August 3, 2006
Asian soybean rust detected in southern US
Asian soybean rust has been found in Mississippi, representing the sixth US state to discover an infection of the devastating plant disease thus far in 2006.
"Soybean rust has been found in two locations, one on soybeans and one on kudzu, both in Jefferson County (of south-western Mississippi, near Natchez)," reported Mississippi State University agronomist Alan Blaine via the US Department of Agriculture's public rust website late Tuesday (Aug 2).
Although rust was heavy on the infected kudzu--a common viney ditch-weed-- Blaine said "rust was difficult to find in soybeans," although he added that intensive scouting for the airborne fungus continues in commercial fields and sentinel plots.
Sentinel plots are tiny research fields of soybeans, especially designed to track movement of the disease, which can cause heavy yield losses via rapid and premature plant defoliation.
With virtually all Mississippi soybeans still immature, Blaine suggests that farmers in south-western sections of the state who have soybean fields at the pod-fill stage of development or younger, consider spraying their crop with chemical fungicide--the only known method of combating the pathogen.
National commentary provided by USDA noted that rust has now been found on soybeans in eight different counties of five states (Alabama, Florida, Georgia, Louisiana and Mississippi).
Overall the fungus has turned up in a total of 28 counties across Alabama, Florida, Georgia, Louisiana, Texas, and Mississippi, primarily on kudzu.
A rust forecast published by USDA early Tuesday predicted that hot and humid weather conditions, coupled with thunderstorms, overcast skies and onshore air-flow would increase the risk of new infections from Mississippi to Florida and southern Georgia in coming days.

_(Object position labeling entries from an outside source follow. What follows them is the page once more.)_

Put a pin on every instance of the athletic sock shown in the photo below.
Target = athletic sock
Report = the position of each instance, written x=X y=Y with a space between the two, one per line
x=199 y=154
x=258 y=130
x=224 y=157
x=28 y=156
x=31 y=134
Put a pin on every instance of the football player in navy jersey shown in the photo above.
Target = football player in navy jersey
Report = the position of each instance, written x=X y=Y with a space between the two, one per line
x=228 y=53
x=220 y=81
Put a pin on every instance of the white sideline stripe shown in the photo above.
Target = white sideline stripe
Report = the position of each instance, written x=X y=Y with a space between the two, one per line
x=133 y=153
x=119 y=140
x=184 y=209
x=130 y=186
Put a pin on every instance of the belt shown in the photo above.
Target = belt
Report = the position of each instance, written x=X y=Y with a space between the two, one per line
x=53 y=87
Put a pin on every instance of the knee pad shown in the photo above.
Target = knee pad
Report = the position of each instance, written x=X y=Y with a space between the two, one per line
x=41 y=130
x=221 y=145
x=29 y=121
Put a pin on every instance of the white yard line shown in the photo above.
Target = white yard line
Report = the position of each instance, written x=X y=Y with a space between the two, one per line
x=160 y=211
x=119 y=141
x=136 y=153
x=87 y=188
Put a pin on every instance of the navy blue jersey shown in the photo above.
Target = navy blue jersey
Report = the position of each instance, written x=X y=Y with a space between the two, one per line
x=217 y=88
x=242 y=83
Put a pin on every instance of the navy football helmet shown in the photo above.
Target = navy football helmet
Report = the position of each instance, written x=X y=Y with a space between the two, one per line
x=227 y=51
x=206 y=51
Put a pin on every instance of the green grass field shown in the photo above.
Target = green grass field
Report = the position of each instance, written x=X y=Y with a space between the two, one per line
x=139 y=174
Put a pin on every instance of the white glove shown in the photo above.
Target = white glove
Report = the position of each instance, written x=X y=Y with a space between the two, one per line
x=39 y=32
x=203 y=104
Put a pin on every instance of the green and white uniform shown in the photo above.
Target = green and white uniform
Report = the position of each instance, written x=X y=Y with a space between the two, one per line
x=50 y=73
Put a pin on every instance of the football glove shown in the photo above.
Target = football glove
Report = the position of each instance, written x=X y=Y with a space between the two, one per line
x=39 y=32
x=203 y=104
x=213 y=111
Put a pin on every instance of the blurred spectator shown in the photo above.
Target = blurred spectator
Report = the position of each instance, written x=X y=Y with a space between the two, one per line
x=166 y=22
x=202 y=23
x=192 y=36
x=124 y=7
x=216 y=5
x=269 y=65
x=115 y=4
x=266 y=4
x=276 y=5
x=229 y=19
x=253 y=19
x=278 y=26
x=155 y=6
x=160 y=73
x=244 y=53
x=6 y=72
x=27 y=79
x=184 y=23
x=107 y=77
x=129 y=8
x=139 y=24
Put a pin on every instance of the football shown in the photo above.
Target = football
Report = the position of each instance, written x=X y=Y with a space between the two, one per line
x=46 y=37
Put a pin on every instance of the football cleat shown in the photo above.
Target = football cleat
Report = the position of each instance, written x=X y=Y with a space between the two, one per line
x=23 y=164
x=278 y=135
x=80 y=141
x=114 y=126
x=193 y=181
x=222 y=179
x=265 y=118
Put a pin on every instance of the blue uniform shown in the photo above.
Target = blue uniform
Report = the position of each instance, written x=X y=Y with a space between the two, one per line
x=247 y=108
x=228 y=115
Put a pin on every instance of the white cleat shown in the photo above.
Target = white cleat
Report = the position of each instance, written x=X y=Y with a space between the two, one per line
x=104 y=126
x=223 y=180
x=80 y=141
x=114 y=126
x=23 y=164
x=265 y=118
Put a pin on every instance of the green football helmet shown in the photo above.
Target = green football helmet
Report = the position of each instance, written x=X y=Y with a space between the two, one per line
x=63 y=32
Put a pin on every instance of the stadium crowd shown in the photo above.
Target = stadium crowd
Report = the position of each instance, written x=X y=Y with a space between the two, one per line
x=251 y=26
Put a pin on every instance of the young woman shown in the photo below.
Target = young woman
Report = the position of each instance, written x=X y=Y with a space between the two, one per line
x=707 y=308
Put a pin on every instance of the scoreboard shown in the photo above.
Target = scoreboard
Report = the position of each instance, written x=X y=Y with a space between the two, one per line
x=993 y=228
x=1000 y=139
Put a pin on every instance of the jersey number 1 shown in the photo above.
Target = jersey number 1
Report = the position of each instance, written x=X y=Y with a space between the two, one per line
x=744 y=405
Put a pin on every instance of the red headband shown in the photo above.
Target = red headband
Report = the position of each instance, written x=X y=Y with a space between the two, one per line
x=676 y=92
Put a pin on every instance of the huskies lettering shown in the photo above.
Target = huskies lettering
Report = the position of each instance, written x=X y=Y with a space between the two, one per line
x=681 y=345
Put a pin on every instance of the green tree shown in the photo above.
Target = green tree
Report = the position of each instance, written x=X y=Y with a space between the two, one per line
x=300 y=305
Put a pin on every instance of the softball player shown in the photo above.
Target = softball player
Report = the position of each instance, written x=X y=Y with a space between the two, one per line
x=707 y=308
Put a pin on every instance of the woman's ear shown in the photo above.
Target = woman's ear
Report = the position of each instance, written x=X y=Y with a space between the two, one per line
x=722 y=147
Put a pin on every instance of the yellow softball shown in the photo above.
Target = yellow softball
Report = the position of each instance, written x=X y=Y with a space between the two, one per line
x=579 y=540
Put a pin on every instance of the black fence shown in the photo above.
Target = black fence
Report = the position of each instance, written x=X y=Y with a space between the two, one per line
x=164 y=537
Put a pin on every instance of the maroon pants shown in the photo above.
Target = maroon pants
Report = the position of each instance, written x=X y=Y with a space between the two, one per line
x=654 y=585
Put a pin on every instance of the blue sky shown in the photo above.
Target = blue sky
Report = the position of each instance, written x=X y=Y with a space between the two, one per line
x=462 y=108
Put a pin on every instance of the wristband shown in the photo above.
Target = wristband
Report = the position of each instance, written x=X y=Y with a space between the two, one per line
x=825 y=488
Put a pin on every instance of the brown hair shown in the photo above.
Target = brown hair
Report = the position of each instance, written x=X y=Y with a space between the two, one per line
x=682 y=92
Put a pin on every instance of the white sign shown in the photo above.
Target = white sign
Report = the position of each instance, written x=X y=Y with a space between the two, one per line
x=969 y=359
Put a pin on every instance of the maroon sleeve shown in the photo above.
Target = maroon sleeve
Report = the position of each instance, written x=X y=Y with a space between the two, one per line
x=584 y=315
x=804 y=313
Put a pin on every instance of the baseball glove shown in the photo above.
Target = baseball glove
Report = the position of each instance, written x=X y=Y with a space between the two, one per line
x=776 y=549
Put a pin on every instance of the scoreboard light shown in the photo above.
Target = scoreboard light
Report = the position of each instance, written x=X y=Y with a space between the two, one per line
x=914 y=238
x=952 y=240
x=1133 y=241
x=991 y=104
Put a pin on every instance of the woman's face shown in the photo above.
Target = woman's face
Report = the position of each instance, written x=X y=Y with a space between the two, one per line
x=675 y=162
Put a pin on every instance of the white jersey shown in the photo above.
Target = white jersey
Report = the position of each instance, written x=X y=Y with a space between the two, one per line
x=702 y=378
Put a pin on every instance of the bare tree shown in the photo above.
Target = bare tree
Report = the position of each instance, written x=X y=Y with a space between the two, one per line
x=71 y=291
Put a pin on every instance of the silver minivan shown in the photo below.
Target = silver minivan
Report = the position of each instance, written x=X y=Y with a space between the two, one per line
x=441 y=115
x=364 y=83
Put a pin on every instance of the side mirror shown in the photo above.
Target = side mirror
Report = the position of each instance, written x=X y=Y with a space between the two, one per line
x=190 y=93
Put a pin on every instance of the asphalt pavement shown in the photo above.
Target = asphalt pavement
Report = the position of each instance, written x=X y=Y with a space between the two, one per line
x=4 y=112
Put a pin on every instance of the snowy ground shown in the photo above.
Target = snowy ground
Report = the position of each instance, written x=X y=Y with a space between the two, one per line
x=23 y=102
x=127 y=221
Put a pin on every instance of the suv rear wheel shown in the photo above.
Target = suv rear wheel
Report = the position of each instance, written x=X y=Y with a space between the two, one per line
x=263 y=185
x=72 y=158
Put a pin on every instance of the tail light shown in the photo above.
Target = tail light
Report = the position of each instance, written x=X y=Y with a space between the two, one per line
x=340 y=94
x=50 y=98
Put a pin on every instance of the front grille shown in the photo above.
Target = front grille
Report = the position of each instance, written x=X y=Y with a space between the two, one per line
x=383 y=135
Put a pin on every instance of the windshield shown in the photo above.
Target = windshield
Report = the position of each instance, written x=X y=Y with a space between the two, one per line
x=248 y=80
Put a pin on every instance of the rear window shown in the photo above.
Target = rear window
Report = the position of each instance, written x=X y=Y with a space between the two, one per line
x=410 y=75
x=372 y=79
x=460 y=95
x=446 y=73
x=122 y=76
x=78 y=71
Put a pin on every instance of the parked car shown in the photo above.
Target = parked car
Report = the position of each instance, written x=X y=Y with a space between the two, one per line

Even so, with drought setting the development of rust about a month behind the 2005 schedule and prompting soybeans to mature more quickly than usual, experts do not feel that rust will pose a threat to more intensive areas of soybean production lying much farther north this season,
"Soybeans in our major growing areas in north Mississippi and the Delta have nothing to be concerned about at this time," assured Blaine. "It's been hot and extremely dry in those areas, unfavourable for rust development."